En mi caso, que llegué aquí trece años antes que Fernando, guardo un buen puñado de reminiscencias de aquella jornada, víspera de la festividad de la Cruz, y todas ellas relacionadas con la final de la Recopa de Europa que esa noche dirimieron, en Lyon, el Atlético y el Dinamo de Kiev.
Se puede decir que ese partido constituyó el último episodio relevante protagonizado por un conjunto, el madrileño, que, de la mano de su entrenador, Luis Aragonés, había completado un ciclo de cuatro años de excelentes resultados, a pesar de las penurias económicas que atravesaba la entidad y que le obligaron a competir, con el Athletic de Javier Clemente y el Barcelona (club que el año anterior había ganado la Liga, tras once años de sequía) de Terry Venables, con un equipo sostenido por veteranos de la casa (Mejías, Arteche, Ruiz, Quique Ramos, Clemente Villaverde, Rubio), por chicos procedentes del filial (Sergio Morgado, Pedro Pablo, Mínguez, Pedraza, Tomás Reñones, Roberto Simón Marina, Julio Prieto), por refuerzos buenos, bonitos y baratos (Balbino, Landáburu, Cabrera) y por la irrupción inesperada del rematador mexicano Hugo Sánchez, quien, tras obtener el título de Copa, en 1985, frente al Bilbao, decidió cruzar de punta a punta la ciudad para sumarse a la emergente Quinta del Buitre. Además, el Atlético que se presentó en Lyon, y que fue apabullado por un rival muy superior, había incorporado, al inicio de esa campaña, tres fichajes de cierta envergadura y que cuajaron una aceptable temporada: el guardameta internacional argentino Ubaldo Fillol (campeón del mundo en 1978), el centrocampista cántabro Quique Setién y el delantero uruguayo, también internacional, Jorge ‘Polilla’ Da Silva.
La rueda del destino es caprichosa y ha deparado que, transcurridos treinta y dos años de aquel antológico “baño” ucraniano, el club colchonero esté en disposición de obtener un nuevo entorchado continental (posibilidad a la que se ha hecho acreedor al ser eliminado prematuramente de la principal competición europea), en el mismo estadio de entonces, aunque sobra decir que nosotros (la entidad colchonera y sus leales seguidores, eternos sufridores) ya no somos los mismos.
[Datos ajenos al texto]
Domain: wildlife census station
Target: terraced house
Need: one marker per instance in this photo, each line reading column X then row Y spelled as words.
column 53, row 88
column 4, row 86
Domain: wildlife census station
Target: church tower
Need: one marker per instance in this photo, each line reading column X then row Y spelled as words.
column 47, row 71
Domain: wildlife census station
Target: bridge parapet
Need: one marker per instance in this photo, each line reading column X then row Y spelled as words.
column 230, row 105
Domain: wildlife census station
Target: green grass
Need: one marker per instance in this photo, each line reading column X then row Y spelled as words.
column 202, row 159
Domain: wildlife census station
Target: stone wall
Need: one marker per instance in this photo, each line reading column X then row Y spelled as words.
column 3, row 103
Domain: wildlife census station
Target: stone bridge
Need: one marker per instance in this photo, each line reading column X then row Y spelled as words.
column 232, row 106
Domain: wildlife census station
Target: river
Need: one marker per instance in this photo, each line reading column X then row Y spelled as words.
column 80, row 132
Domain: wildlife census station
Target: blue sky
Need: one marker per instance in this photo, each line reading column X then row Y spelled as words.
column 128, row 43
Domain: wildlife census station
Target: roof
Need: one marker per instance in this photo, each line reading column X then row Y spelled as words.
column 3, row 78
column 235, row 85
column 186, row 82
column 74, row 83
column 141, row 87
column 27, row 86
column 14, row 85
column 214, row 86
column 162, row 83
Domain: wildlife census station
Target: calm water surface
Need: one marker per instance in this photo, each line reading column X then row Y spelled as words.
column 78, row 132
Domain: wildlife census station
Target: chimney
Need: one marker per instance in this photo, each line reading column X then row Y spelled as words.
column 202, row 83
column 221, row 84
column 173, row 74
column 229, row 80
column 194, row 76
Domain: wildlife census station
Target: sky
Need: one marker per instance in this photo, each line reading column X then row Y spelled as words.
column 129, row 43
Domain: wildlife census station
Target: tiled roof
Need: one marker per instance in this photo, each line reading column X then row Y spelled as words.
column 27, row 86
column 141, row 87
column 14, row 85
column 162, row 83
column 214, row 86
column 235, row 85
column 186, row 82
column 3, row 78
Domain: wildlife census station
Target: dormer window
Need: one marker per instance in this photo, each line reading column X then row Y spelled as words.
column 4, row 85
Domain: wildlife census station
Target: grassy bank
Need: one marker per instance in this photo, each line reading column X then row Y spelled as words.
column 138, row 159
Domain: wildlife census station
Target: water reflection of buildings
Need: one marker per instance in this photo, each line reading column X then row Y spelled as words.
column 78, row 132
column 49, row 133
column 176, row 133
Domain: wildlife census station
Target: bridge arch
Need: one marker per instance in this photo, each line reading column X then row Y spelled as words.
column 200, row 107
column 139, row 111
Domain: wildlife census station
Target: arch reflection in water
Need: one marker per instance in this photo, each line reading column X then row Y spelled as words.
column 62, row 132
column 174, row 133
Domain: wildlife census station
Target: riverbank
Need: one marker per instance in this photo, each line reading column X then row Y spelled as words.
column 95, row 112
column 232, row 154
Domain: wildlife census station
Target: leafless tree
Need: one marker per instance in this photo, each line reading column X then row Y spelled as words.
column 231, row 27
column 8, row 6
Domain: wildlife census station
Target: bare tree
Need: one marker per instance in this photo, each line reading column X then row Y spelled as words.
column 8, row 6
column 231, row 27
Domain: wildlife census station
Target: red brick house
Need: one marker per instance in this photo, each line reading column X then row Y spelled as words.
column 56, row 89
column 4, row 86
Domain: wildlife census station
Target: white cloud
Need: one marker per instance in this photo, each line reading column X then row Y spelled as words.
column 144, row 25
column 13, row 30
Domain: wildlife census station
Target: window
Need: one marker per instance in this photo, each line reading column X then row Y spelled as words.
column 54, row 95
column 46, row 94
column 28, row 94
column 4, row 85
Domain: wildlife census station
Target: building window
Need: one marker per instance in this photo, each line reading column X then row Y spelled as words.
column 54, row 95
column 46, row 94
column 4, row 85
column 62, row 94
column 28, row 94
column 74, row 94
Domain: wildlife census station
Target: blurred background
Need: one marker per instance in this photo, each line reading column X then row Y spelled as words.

En estas tres últimas décadas de su larga centuria de existencia, el Atlético ha vivido todo, incluido un descenso de categoría, dos campañas en Segunda y un tortuoso destierro por el desierto de la más anodina y desesperanzadora mediocridad, en el que tan solo la rubicunda silueta de Fernando Torres Sanz aportaba algo de luz, con fulgor potente y enérgico, con una clase de pura sangre veloz, en medio de la penumbra opaca de tanto mercenario conformista.
Fueron ocho inacabables años de frustraciones y pitorreo, de la nada hecha pedazos, de tranques, de paquetes, de vejaciones a la camiseta (manchada con los anuncios de películas dignas del infame productor cinematográfico que hoy sigue pegado cual lapa a la presidencia), de un insensato ejercicio de fe en una causa casi definitivamente perdida.
Si descontamos el breve espejismo de la temporada 2009-2010 (primera Europa League, finalista de la Copa del Rey y primera Supercopa europea), hubo que esperar hasta el decisivo retorno de Diego Pablo Simeone, esta vez como técnico, para que el Atlético volviese a ser el que jamás debió dejar de ser.
Bajo la eficaz e indestructible égida de El Cholo, el club ha pasado, en el corto lapso de seis años, de acumular una deuda de más de doscientos millones de euros con Hacienda a disponer de una nueva y moderna sede física, de ser el hazmerreír del fútbol español a ocupar el segundo puesto en el escalafón de la UEFA y de mancillar el nombre de la entidad, contratando a precio de oro a una cuchipanda impresentable de entrenadores de segunda fila y futbolistas de rendimiento sonrojante, a lucir hasta ocho canteranos (todos ellos internacionales), en diferentes momentos, en su once titular.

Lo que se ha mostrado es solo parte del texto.